1. Function call and multiplication: L(du,u,p,t) for inplace and du = L(u,p,t) for out-of-place, meaning L*u and mul!.
2. If the operator is not a constant, update it with (u,p,t). A mutating form, i.e. update_coefficients!(A,u,p,t) that changes the internal coefficients, and a out-of-place form B = update_coefficients(A,u,p,t).
3. isconstant(A) trait for whether the operator is constant or not.

## AbstractDiffEqLinearOperator Interface Description

1. AbstractSciMLLinearOperator <: AbstractSciMLOperator
2. Can absorb under multiplication by a scalar. In all algorithms things like dt*L show up all the time, so the linear operator must be able to absorb such constants.
3. isconstant(A) trait for whether the operator is constant or not.
4. Optional: diagonal, symmetric, etc traits from LinearMaps.jl.
5. Optional: exp(A). Required for simple exponential integration.
6. Optional: expv(A,u,t) = exp(t*A)*u and expv!(v,A::AbstractSciMLOperator,u,t) Required for sparse-saving exponential integration.
7. Optional: factorizations. ldiv!, factorize et. al. This is only required for algorithms which use the factorization of the operator (Crank-Nicolson), and only for when the default linear solve is used.

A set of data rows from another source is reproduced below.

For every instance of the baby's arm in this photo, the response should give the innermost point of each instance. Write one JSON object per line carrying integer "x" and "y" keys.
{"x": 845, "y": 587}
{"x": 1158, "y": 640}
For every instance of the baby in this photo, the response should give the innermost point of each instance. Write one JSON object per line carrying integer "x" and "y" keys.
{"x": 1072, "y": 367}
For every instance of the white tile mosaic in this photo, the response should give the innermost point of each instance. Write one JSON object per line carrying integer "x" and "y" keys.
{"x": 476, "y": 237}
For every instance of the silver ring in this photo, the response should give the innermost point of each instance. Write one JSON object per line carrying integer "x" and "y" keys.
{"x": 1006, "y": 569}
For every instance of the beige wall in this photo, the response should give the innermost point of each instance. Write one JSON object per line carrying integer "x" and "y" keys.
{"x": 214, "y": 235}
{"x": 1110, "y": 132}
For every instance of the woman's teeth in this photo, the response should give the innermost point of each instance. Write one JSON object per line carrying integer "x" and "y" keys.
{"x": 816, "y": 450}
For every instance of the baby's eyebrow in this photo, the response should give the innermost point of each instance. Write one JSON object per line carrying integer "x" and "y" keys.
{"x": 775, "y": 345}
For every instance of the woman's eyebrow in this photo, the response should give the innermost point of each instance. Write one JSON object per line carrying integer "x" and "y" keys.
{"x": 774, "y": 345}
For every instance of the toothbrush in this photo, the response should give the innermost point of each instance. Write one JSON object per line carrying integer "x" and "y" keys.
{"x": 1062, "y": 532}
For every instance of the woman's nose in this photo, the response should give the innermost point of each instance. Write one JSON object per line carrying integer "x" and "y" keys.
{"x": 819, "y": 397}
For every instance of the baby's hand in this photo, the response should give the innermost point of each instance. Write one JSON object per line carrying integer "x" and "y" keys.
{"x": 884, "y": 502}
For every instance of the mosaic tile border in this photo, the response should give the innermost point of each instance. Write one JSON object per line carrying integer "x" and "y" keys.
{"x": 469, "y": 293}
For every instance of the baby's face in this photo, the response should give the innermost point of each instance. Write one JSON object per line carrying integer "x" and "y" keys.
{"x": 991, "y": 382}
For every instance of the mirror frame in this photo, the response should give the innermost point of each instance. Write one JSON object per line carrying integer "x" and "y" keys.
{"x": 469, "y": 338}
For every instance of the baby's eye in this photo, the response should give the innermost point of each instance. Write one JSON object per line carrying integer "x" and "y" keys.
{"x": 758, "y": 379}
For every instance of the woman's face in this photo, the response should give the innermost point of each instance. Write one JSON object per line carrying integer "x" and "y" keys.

While it this seems like it might doom the idea of using matrix-free affine operators, it turns out that affine operators can be used in all cases where matrix-free linear solvers are used due to an easy genearlization of the standard convergence proofs. If Q is the affine operator $Q(x) = Ax + b$, then solving $Qx = c$ is equivalent to solving $Ax + b = c$ or $Ax = c-b$. If you know do this same "plug-and-chug" handling of the affine operator in into the GMRES/CG/etc. convergence proofs, move the affine part to the rhs residual, and show it converges to solving $Ax = c-b$, and thus GMRES/CG/etc. solves $Q(x) = c$ for an affine operator properly.
That same trick then can be used pretty much anywhere you would've had a linear operator to extend the proof to affine operators, so then $exp(A*t)*v$ operations via Krylov methods work for A being affine as well, and all sorts of things. Thus affine operators have no matrix representation but they are still compatible with essentially any Krylov method which would otherwise be compatible with matrix-free representations, hence their support in the SciMLOperators interface.